Au premier abord, avec l’idée de photographier des lieux de pouvoir, on peut se laisser tromper par une fallacieuse impression d’académisme …c’est un piège .

 

Chez Eric Aupol, les apparences sont toujours fausses. L’idée de mettre en images une thématique autour des Lieux du pouvoir – en 2021, l’ancien siège d’une banque bd Haussmann et, en 2022, le Palais Bourbon qui abrite l’Assemblée nationale et de son théâtre à l’italienne – confirme l’unicité de sa démarche qui, depuis des années, s’attache à explorer dans toutes ses variables un matériau proche dans sa forme d’un environnement architectural.

 

Eric Aupol réussit magistralement à définir la notion même de l’existence d’un lieu de pouvoir. Avec la Banque, on est encore saisi par le poids d’austérité et presque de dissimulation qu’abritent encore ces murs. Et si l’Assemblée nationale devrait être le lieu parfait de représentation de la démocratie, on y découvre aussi, certes recouverts partiellement de bâches en plastiques, des figures de violence comme cette statue d’Eugène Cavaignac, gouverneur d’Algérie en 1848qui inaugura le 11 juin 1844, la pratique des enfumades sur les populations locales ou encore, plus banal, un Napoléon toujours en majesté.

 

De ces lieux, Eric Aupol aime à faire surgir le moindre mystère. Ses clichés investissent les escaliers, les différentes salles, les promenoirs, le moindre recoin. Le monde de l’artiste ne peut se satisfaire que de saisir quelques bribes. Il se veut au contraire envahissant, fruit d’une réflexion opiniâtre, menée avec une rare passion et de longue date. La rigueur géométrique du cadrage, presque toujours frontal, le velouté du grain photographique, le jeu subtil des reflets et de la lumière renforcent la puissance de l’esthétique de chacune des images qui se complètent, s’enrichissent et se parlent. On est là face à un travail photographique de grand talent, très méticuleux, imaginatif, presque obsessionnel avec des juxtapositions, des déplacements, de superpositions.

 

Avec cette série, l’artiste nous livre un récit du pouvoir dans une continuité vertigineuse que ponctue une certaine redondance.
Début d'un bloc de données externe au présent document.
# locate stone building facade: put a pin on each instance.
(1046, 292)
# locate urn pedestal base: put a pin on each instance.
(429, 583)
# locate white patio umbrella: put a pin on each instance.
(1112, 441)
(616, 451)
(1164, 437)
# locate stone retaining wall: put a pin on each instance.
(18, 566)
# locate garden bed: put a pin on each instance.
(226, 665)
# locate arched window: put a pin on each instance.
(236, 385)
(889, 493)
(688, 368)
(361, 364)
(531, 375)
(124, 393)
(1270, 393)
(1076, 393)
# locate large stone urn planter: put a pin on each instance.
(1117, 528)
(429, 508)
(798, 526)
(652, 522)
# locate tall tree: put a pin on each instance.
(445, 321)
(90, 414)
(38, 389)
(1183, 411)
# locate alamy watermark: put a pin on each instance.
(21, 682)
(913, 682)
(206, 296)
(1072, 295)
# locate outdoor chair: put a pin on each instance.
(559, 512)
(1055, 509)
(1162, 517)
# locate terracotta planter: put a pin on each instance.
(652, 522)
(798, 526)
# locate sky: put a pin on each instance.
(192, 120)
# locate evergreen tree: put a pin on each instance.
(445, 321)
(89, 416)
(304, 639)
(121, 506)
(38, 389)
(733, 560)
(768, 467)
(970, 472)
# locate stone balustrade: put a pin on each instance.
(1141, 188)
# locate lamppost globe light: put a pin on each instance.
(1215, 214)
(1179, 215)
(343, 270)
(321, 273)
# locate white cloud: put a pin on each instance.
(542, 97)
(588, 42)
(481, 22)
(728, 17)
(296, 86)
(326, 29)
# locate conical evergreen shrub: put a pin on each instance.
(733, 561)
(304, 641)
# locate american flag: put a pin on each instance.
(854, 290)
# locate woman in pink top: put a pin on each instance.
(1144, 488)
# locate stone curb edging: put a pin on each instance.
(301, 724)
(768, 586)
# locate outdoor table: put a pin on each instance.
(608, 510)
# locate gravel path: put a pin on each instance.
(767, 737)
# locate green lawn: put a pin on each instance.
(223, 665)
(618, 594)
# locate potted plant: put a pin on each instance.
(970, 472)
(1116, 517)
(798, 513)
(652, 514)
Mais, à y regarder de plus près, si les vues se succèdent, toutes se complètent et sont les acteurs d’une écriture plastique prolixe qui devient fascinante à force de logique. Les clichés se scandent en images dont chacune reprend sous une forme différente la même définition. Le répétitif n’est pas là recherche d’identité mais façon de marquer la totalité de l’espace défini par le photographe.

Une dialectique nait de cette succession de fragments et de traces qui forment un ensemble construit autour de la mémoire d’un lieu – la banque – ou de la représentation d’une démocratie aujourd’hui presque décadente. La réalité prend forme autour des images et s’ouvre sur une interrogation pour tenter de voir pourquoi ces lieux de pouvoir fascinent encore aujourd’hui.